Bragg—lest it go unstated—is the same George Soros-funded “reform prosecutor” who has overseen a 22% year-over-year increase in New York City’s crime rate, even as he has downgraded a whopping 52% of felonies to misdemeanors. In the Big Apple, homicides are spiking, illegal guns are everywhere, single women are afraid to walk the streets of Manhattan alone, and commuters are terrified to ride the subway lest insane homeless persons push them into oncoming trains.

Yet, this is how Bragg—who, along with New York State Attorney General Letitia James, ran on an open and explicit “Get Trump” campaign platform—chooses to spend his time, expend his prosecutorial resources, and seek misdemeanor-to-felony enhancements.

But the deed is done. If not dismissed beforehand, a trial would likely not unfold until later this year or early next. And in the interim, other ambitious prosecutors investigating Trump in Georgia and Washington, D.C., have now watched Bragg shatter the hitherto unbroken precedent of the ruling political party never criminally indicting a former and defeated president of the opposite political party, which had been—until this past week—one of the few remaining things to which we might point to distinguish our late-stage republic from its Third World banana republic equivalents the world over.

Perhaps additional indictments in those jurisdictions will indeed follow. Either way, the political ramifications for the 2024 Republican presidential primary are legion.
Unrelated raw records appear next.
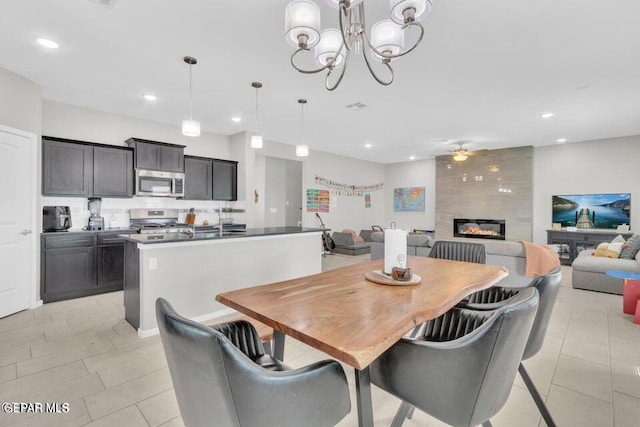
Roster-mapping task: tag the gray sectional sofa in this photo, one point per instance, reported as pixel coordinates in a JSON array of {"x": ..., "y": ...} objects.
[
  {"x": 589, "y": 272},
  {"x": 506, "y": 253}
]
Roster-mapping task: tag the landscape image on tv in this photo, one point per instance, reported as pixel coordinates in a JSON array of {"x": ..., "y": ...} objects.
[{"x": 592, "y": 210}]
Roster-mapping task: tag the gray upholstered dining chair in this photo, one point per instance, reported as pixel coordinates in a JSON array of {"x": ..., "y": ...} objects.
[
  {"x": 221, "y": 376},
  {"x": 492, "y": 298},
  {"x": 459, "y": 251},
  {"x": 461, "y": 368}
]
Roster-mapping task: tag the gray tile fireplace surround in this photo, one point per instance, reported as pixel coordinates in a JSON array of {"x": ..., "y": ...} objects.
[{"x": 475, "y": 189}]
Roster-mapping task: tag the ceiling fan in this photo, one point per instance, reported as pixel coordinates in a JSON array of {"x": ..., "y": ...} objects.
[{"x": 460, "y": 154}]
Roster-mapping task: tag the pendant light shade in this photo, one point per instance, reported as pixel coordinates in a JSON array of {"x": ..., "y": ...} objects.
[
  {"x": 190, "y": 127},
  {"x": 256, "y": 140},
  {"x": 302, "y": 23},
  {"x": 302, "y": 150}
]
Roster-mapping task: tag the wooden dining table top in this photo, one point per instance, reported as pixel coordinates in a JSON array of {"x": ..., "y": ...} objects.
[{"x": 354, "y": 320}]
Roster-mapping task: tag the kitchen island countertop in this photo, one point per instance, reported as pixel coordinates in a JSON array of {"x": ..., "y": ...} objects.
[{"x": 215, "y": 235}]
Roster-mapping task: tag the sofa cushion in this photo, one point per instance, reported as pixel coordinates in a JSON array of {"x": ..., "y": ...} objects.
[
  {"x": 342, "y": 239},
  {"x": 586, "y": 262},
  {"x": 608, "y": 250},
  {"x": 419, "y": 240},
  {"x": 354, "y": 236},
  {"x": 632, "y": 247},
  {"x": 377, "y": 236}
]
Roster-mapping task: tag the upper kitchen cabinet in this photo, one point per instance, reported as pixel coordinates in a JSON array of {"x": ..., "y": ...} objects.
[
  {"x": 198, "y": 173},
  {"x": 156, "y": 155},
  {"x": 67, "y": 168},
  {"x": 225, "y": 180},
  {"x": 112, "y": 172},
  {"x": 83, "y": 169}
]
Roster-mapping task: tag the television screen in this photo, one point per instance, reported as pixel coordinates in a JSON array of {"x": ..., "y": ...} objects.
[{"x": 592, "y": 210}]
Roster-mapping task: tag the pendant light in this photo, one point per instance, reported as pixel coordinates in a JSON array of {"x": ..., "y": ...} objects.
[
  {"x": 302, "y": 150},
  {"x": 256, "y": 140},
  {"x": 190, "y": 127}
]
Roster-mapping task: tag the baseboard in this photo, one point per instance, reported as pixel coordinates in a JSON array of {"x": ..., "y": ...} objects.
[{"x": 146, "y": 333}]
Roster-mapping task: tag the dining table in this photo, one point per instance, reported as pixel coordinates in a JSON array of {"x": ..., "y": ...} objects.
[{"x": 355, "y": 320}]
With the precedent forever shattered, the onus now falls on the “deplorables” of the American Right to sober up and recognize that the United States is now at the point of no return when it comes to weaponizing governmental powers and partisan prosecutorial apparatuses to reward political friends and punish political enemies within the (sometimes highly debatable, as is the case here) confines of the rule of law.

There is simply no choice but for the Right, and for Republican prosecutors in deep-red jurisdictions across the country, to prudentially and reasonably respond in kind, upping the ante further in the short- to mid-term in an attempt to ultimately deescalate toward a long-term “mutually assured destruction” footing.

Surely there is some creative and ambitious right-wing prosecutor in the Oklahoma Panhandle or West Texas who would like to summon Hunter Biden or Anthony Fauci out to “flyover country,” right?

Sometimes, the only way out is through.